Pearson may face a lawsuit

The unauthorised discounting scandal which last month engulfed Pearson, the publishing to television conglomerate, deepened yesterday after a report that the US arm of its Penguin publishing subsidiary could face legal action from independent booksellers.

Penguin USA has already announced a $163m (pounds 100m) charge in the wake of the discovery that Christina Galatro, a former credit manager in its New Jersey office, had been hiding unsanctioned discounts to retailers in the company's accounts. But a report in the US yesterday said that Penguin USA was now being accused by independent booksellers of not extending to them discounts available to large retailers.

The American Booksellers Association (ABA) was reported as saying it was considering mounting a lawsuit against the company on allegations of offering unfair discounts. A spokesman said the board had discussed this and other possible courses of action, which he did not detail, at a meeting yesterday morning. The association hoped to make a further announcement in the next few days, he added.
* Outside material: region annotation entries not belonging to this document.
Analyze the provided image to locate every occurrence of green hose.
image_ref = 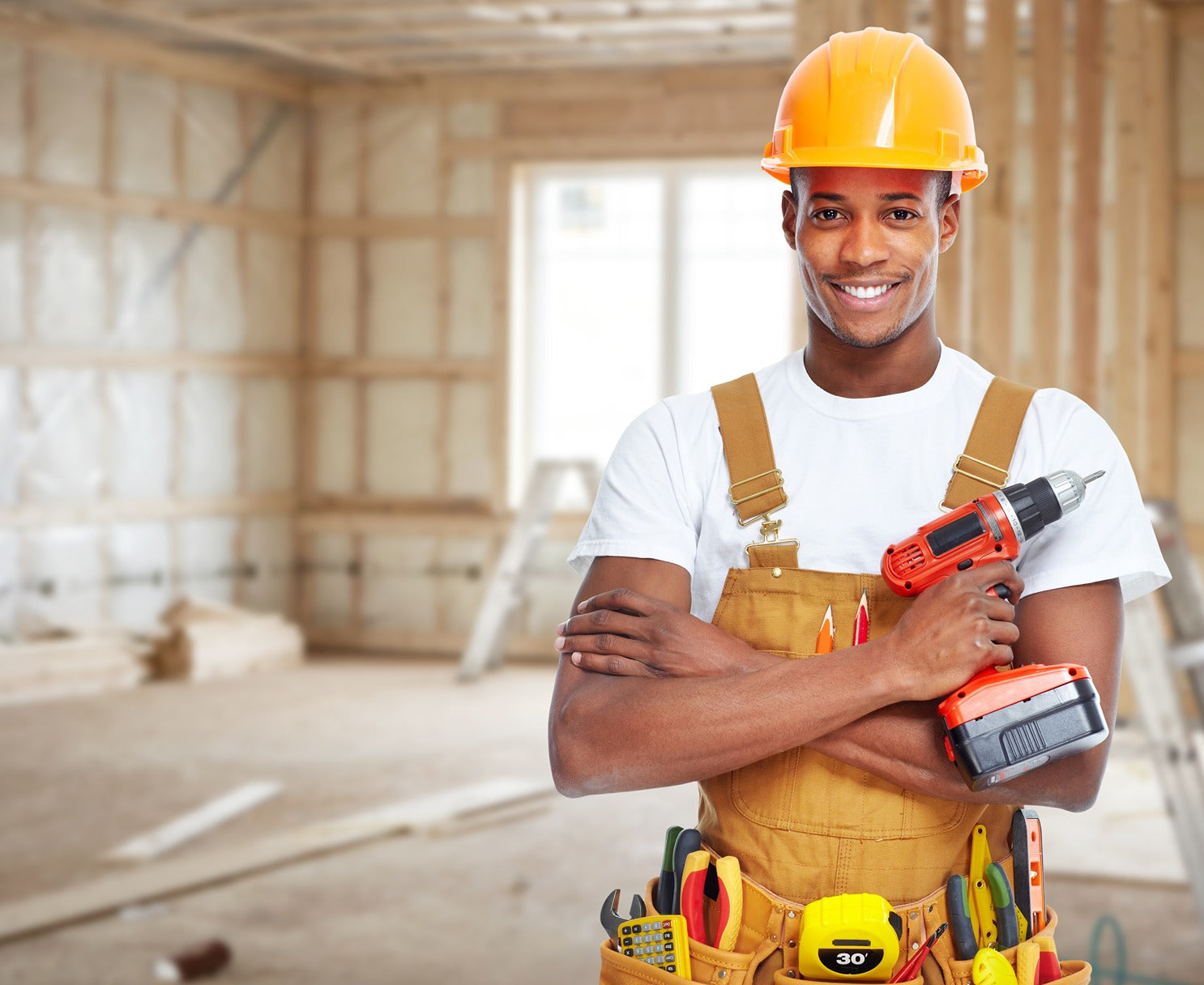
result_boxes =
[1087,913,1189,985]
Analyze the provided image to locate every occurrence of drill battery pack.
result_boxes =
[937,663,1108,790]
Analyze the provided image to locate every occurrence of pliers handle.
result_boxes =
[681,851,744,951]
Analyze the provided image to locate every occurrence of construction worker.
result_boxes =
[549,28,1169,985]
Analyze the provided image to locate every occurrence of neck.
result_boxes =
[803,313,941,398]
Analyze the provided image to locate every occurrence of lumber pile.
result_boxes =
[0,629,147,705]
[154,599,305,680]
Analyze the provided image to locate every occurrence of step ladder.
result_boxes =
[459,458,602,680]
[1123,500,1204,926]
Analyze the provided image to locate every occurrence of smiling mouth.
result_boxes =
[832,280,902,299]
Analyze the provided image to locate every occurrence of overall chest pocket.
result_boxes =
[713,569,969,839]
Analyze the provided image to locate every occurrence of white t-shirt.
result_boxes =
[568,347,1170,621]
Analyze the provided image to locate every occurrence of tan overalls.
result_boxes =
[601,374,1091,985]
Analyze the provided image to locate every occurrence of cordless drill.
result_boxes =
[882,470,1108,790]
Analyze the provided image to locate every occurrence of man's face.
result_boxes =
[783,168,959,348]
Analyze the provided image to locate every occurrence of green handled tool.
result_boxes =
[986,862,1020,950]
[656,825,681,914]
[946,876,978,961]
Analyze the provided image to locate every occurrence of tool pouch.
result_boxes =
[600,879,761,985]
[933,906,1091,985]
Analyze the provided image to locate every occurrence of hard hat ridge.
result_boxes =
[761,28,986,191]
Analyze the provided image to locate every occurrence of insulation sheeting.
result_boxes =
[369,240,439,359]
[0,366,18,505]
[366,104,439,215]
[446,238,495,359]
[176,517,238,602]
[178,374,241,496]
[446,99,497,139]
[240,517,292,613]
[446,381,497,500]
[0,203,25,342]
[360,534,439,632]
[448,159,493,215]
[107,372,176,500]
[432,537,498,634]
[242,377,297,492]
[111,215,183,352]
[365,379,441,497]
[243,232,301,353]
[302,534,355,627]
[245,96,302,213]
[310,379,360,496]
[313,104,360,215]
[32,206,107,346]
[0,530,20,639]
[17,527,109,633]
[184,226,245,352]
[23,369,105,503]
[30,50,105,186]
[0,41,25,175]
[183,84,243,201]
[520,538,578,635]
[314,240,359,356]
[109,522,173,634]
[113,71,179,198]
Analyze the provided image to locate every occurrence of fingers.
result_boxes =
[570,653,655,676]
[557,609,650,653]
[969,561,1025,601]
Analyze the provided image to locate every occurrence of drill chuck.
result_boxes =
[996,468,1104,543]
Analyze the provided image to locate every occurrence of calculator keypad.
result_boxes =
[619,916,690,977]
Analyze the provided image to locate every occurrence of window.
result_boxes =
[510,161,797,502]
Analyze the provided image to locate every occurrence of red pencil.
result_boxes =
[852,589,869,646]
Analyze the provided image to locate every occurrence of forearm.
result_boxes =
[549,643,896,796]
[809,702,1108,810]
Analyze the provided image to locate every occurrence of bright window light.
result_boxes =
[510,161,796,508]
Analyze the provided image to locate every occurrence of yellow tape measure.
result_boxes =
[798,893,903,982]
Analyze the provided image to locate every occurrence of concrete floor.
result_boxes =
[0,660,1204,985]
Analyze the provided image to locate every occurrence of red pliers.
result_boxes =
[681,851,744,951]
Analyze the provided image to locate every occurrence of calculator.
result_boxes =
[617,914,690,979]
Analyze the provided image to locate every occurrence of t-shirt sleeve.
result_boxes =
[568,403,698,576]
[1018,401,1170,602]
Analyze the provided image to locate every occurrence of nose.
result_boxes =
[840,215,890,267]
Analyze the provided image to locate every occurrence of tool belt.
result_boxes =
[600,859,1091,985]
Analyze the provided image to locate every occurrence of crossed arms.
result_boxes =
[548,557,1123,810]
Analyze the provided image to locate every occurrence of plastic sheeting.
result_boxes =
[0,42,305,638]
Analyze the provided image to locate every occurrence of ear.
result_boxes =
[941,191,962,253]
[781,189,798,249]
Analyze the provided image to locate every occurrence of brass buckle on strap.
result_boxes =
[728,468,786,527]
[744,518,798,557]
[954,453,1011,489]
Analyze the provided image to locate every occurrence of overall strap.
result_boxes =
[711,373,798,567]
[941,376,1036,510]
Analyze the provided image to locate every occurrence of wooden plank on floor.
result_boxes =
[104,780,280,862]
[0,777,553,941]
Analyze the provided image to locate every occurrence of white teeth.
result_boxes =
[837,284,894,297]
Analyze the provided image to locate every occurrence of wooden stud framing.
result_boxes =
[1142,5,1175,498]
[973,0,1016,376]
[1028,0,1065,386]
[1070,0,1107,408]
[1112,0,1149,467]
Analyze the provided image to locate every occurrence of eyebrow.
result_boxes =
[808,191,924,203]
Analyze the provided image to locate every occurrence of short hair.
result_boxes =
[790,168,954,208]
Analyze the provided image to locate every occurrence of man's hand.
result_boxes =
[887,561,1025,701]
[557,587,778,676]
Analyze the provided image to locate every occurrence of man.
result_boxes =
[549,28,1169,985]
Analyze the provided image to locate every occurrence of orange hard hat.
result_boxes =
[761,28,986,191]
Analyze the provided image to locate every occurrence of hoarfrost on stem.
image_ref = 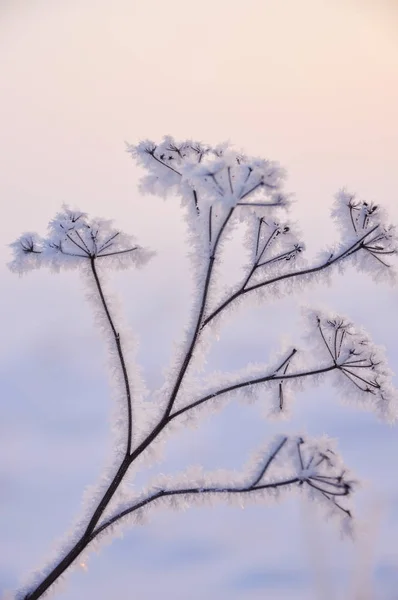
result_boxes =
[10,137,398,600]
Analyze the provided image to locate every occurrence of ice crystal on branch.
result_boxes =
[10,137,398,600]
[10,206,152,273]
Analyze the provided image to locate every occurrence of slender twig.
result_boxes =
[90,477,300,541]
[169,364,339,420]
[250,437,288,488]
[90,258,133,455]
[164,207,234,418]
[96,246,138,259]
[203,225,379,326]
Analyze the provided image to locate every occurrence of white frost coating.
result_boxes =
[9,205,153,274]
[303,308,398,423]
[93,436,356,540]
[332,189,398,283]
[10,137,397,600]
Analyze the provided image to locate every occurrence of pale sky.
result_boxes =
[0,0,398,600]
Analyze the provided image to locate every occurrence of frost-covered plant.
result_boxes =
[10,138,398,600]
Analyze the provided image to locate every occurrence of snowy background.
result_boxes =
[0,0,398,600]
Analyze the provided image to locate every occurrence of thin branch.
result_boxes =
[96,246,138,258]
[227,167,234,194]
[239,180,280,200]
[75,229,91,254]
[203,225,379,327]
[250,437,288,488]
[147,148,181,177]
[163,207,234,419]
[90,477,300,542]
[66,233,90,256]
[236,200,281,206]
[169,364,339,420]
[90,258,133,456]
[98,231,120,253]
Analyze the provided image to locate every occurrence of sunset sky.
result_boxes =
[0,0,398,600]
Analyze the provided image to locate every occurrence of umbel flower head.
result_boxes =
[9,205,153,274]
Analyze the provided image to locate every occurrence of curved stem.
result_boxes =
[90,257,133,455]
[164,208,234,419]
[203,225,378,327]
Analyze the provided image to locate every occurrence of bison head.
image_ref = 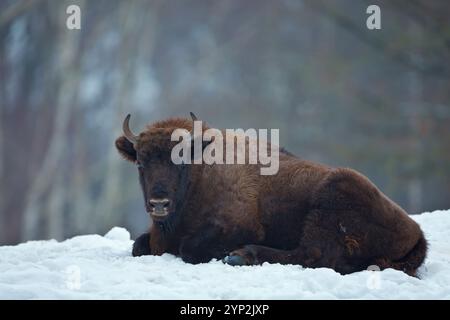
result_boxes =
[116,115,197,228]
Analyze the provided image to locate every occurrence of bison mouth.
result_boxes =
[150,211,169,221]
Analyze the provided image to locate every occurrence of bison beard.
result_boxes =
[116,116,427,275]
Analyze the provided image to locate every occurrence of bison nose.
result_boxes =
[148,199,170,212]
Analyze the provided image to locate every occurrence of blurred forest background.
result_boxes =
[0,0,450,244]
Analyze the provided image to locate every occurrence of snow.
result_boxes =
[0,210,450,299]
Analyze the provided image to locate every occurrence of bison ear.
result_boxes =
[116,136,136,162]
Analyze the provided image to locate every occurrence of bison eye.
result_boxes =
[136,161,144,169]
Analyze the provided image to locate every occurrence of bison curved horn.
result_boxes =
[189,112,198,121]
[122,114,138,145]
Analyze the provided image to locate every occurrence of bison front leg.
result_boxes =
[131,232,152,257]
[222,245,314,266]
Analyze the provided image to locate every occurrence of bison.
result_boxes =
[115,115,427,276]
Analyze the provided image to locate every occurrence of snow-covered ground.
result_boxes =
[0,210,450,299]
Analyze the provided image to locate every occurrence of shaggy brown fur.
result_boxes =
[116,115,427,275]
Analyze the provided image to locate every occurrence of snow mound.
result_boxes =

A lawyer for the association said the discounts could violate a consent decree the New York-based Penguin signed in 1995. According to Jerald Jacobs, a lawyer with Jenner and Block, the Washington firm that represents the ABA: "We believe Penguin was giving large amounts of credit to only the very largest booksellers. If the practice occurred after the consent decree was signed, Penguin may be in violation of a court order."

The company was one of several large US publishers which signed consent orders promising not to favour big chains with discounts. Michael Lynton, Penguin's chief executive since last year, said he didn't know yet which retailers were offered discounts.

Pearson is expected to give details of its investigation into the affair when it announces its annual results in two weeks.